# Nested Rational Interval - Prove it doesn't contail any Rational Point

• Apr 14th 2009, 06:08 AM
aman_cc
Nested Rational Interval - Prove it doesn't contail any Rational Point
This is rather elementary but I'm struggling with a formal prove:

Consider this closed nested interval with Rational end points, the usual definition are:

Closed nested interval [an,bn] where an,bn belong to Q
sqr(an) < 2 < sqr(bn)
and [an+1,bn+1] is subset of [an,bn]

Prove the there is no x (in Q) which belongs to this nested interval.

Thanks

PS: Also if someone can tell me if there is a way use mathematical symbols and notations in your post
• Apr 14th 2009, 12:11 PM
aleph1
Entering mathematical symbols
Quote:

Originally Posted by aman_cc
PS: Also if someone can tell me if there is a way use mathematical symbols and notations in your post

This should get you started:

http://www.mathhelpforum.com/math-he...-mathtype.html
• Apr 21st 2009, 09:56 PM
Quote:

Originally Posted by aleph1
This should get you started:

Infact if you want to get started you should read the first sticky thread's
attachment. Latex Help

The whole subsection in the above link is dedicated for that purpose.You can ask any question about it.
• May 4th 2009, 11:09 AM
aleph1
Quote:

Originally Posted by aman_cc
This is rather elementary but I'm struggling with a formal prove:

Consider this closed nested interval with Rational end points, the usual definition are:

Closed nested interval [an,bn] where an,bn belong to Q
sqr(an) < 2 < sqr(bn)
and [an+1,bn+1] is subset of [an,bn]

Prove the there is no x (in Q) which belongs to this nested interval

It took me a while to find a formal answer to this simple problem.

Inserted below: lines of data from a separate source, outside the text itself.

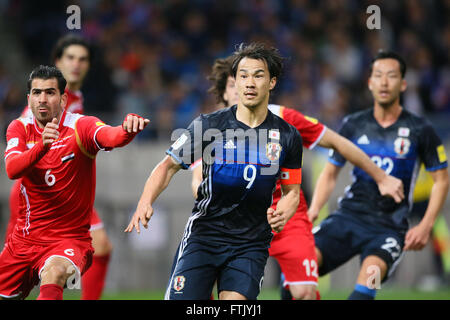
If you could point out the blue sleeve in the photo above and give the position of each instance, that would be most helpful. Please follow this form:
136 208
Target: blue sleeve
188 146
345 130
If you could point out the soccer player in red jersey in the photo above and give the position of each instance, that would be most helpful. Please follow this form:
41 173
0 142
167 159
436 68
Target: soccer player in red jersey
72 55
53 153
293 247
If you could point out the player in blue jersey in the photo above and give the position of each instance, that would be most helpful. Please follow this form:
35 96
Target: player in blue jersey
245 149
366 223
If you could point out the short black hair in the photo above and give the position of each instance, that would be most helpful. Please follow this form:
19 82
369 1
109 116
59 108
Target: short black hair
260 52
388 54
45 73
221 70
68 40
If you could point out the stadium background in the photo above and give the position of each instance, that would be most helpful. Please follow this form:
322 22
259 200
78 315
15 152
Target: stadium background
152 58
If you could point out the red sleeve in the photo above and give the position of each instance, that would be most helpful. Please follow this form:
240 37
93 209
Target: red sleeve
310 129
94 135
18 158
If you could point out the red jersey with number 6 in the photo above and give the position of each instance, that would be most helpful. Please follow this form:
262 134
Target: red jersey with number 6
57 193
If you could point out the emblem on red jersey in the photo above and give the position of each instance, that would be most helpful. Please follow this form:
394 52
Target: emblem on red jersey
274 134
273 151
178 283
401 146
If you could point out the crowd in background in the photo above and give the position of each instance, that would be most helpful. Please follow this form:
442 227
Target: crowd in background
153 57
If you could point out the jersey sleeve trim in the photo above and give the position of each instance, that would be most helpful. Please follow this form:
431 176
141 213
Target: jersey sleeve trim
291 176
336 163
315 143
12 152
195 164
80 144
442 166
95 137
177 160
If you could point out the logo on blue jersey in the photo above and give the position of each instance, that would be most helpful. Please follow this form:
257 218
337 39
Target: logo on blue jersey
401 146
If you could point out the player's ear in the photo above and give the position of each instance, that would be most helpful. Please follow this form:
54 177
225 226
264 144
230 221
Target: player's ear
369 84
272 83
404 85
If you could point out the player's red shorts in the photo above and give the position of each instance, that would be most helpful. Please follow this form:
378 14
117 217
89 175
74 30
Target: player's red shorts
14 205
21 263
293 248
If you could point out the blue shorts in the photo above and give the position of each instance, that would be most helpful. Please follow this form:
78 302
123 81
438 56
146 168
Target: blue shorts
198 265
341 236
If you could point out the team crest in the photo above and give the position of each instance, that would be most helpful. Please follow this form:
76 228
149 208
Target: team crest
401 146
273 151
178 283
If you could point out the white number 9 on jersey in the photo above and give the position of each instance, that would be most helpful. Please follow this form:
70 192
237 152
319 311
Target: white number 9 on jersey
250 178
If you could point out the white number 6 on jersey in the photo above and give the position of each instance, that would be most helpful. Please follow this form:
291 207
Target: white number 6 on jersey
49 178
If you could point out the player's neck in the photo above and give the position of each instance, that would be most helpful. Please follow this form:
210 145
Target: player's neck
251 116
386 116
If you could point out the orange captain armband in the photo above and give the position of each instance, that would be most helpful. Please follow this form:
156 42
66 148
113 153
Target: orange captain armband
291 176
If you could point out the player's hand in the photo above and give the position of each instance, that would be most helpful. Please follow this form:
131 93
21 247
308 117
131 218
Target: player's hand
417 237
276 219
50 133
392 187
313 214
134 123
142 215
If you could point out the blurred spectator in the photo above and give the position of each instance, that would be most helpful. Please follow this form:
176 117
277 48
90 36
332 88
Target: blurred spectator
154 56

From the nested interval theorem, the intersection of nested closed intervals is a singleton set, or another closed interval. Continue selecting nested closed intervals until the intersection is a singleton set. This smallest intersection interval consists of three points, the rational closing points and an interior singleton point. The rationals are not continuous. The singleton point cannot be rational.

(response inspired by posting http://www.mathhelpforum.com/math-he...30-post10.html)
• May 5th 2009, 02:47 AM
aman_cc
Thanks, but by assuming Rationals are not continous aren't we somewhere using what we have to prove. I feel so.
Thanks
• May 5th 2009, 06:47 AM
aleph1
Quote:

Originally Posted by aman_cc
Thanks, but by assuming Rationals are not continous aren't we somewhere using what we have to prove. I feel so.
Thanks

I am not sure what proofs and definitions you have at you disposal to work on this.

Here is a discussion of the Dirichlet function that shows that it is possible to find an irrational number as close as desired to a rational number. Possibly the article's provided δ ε approach will show you how to prove what you need.
• May 5th 2009, 06:49 AM
HallsofIvy
You don't need to use "rationals aren't continuous". (In fact, only functions are continuous. What is meant is that "no non-singleton set in the set of rationals is connected".)

As aleph1 said, the intersection of any such collection of intervals consists of a single point. It should be obvious from $\displaystyle \sqrt{a_n}< \sqrt{2}<\sqrt{b_n}$ that $\displaystyle \sqrt{2}$ is in everyone of those intervals and so in the intersection. Since there is only one point in the intersection, that point is $\displaystyle \sqrt{2}$ which is not rational.